Before ABC experienced its 1990s fame on Friday nights, its Friday night schedule consisted of hit comedies such as Webster, Benson and, for its final season, Diff'rent Strokes. The block of predominantly family-friendly situation comedies was inaugurated in the 1988-89 season with Perfect Strangers, Full House, Mr. Belvedere, and Just the Ten of Us. Since the 1987-88 season, Perfect Strangers actors Mark Linn-Baker and Bronson Pinchot (in character as Larry Appleton and Balki Bartokomous, respectively) had been doing program block hosting interstitials on the Perfect Strangers set, originally during the two-hour Wednesday sitcom block that their series was part of as that season began. In March 1988, Perfect Strangers moved to Friday, and the interstitials went with them. On Fridays, the hosting interstitials concept gained more traction before the family-friendly concept on that night took effect. Pinchot and Linn-Baker would remain the sole hosts of the Friday lineup throughout the 1988-89 season.

Meanwhile, ABC began reformulating its Tuesday night lineup which, for the past several seasons, had consisted of an 8-9 p.m. comedy block followed by two hour-long dramas, most notably with the hit series Moonlighting airing at 9/8c. Moonlighting, then in its fifth season and starting to fall in the ratings considerably (greatly thanks to the 1988 WGA strike, which delayed the premiere of many programs for the fall of 1988), was removed from the ABC schedule temporarily in February 1989 when the network decided to expand the Tuesday comedy offerings to two hours. Janicek, in response, came up with the idea promote the restructured lineup under a unified brand name, Terrific Tuesday, to draw audiences to the changes, to reference the two additional sitcoms being offered, and especially as a nod to Who's the Boss? and the freshman smash hit Roseanne, which now served as a strong anchor for the expanded comedy lineup.

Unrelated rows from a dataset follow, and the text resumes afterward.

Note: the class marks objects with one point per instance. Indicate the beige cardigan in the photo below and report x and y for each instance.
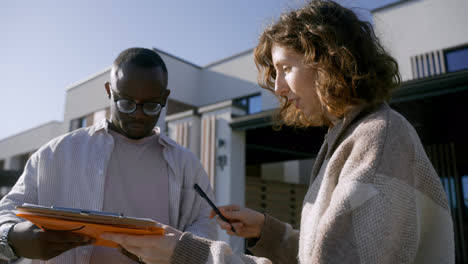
(374, 198)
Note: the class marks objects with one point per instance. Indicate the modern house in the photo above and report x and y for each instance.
(220, 113)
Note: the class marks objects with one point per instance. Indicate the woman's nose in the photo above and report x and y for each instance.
(281, 88)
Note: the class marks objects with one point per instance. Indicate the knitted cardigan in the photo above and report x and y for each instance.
(374, 197)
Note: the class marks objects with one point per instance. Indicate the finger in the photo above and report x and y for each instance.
(139, 252)
(65, 246)
(225, 208)
(131, 240)
(234, 214)
(64, 237)
(223, 224)
(129, 254)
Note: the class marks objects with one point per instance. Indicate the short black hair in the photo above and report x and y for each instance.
(140, 57)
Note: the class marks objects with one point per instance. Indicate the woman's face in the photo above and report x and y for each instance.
(297, 82)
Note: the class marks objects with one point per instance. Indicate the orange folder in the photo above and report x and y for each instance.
(90, 223)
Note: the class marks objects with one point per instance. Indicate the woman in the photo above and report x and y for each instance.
(374, 195)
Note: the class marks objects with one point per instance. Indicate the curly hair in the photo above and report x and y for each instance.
(353, 67)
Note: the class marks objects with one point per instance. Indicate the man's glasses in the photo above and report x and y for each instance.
(127, 106)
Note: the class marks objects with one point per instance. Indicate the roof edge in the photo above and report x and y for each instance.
(378, 9)
(242, 53)
(33, 128)
(177, 58)
(89, 78)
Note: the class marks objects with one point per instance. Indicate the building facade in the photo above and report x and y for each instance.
(220, 113)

The Terrific Tuesday branding was a success, and ABC urged Janicek to continue the banner name for the following season. At the time of fall schedule upfronts in May 1989, Janicek, as well as ABC, devised the notion of further promoting their family fun-themed Fridays with a brand name. Over the summer months, ABC began promoting the Friday sitcoms under the experimental title, "The Friday Fun Club". While Terrific Tuesday and What-a-Wednesday were both on tap for the 1989-90 fall season, the Friday branding concept was to undergo a revision in time for September.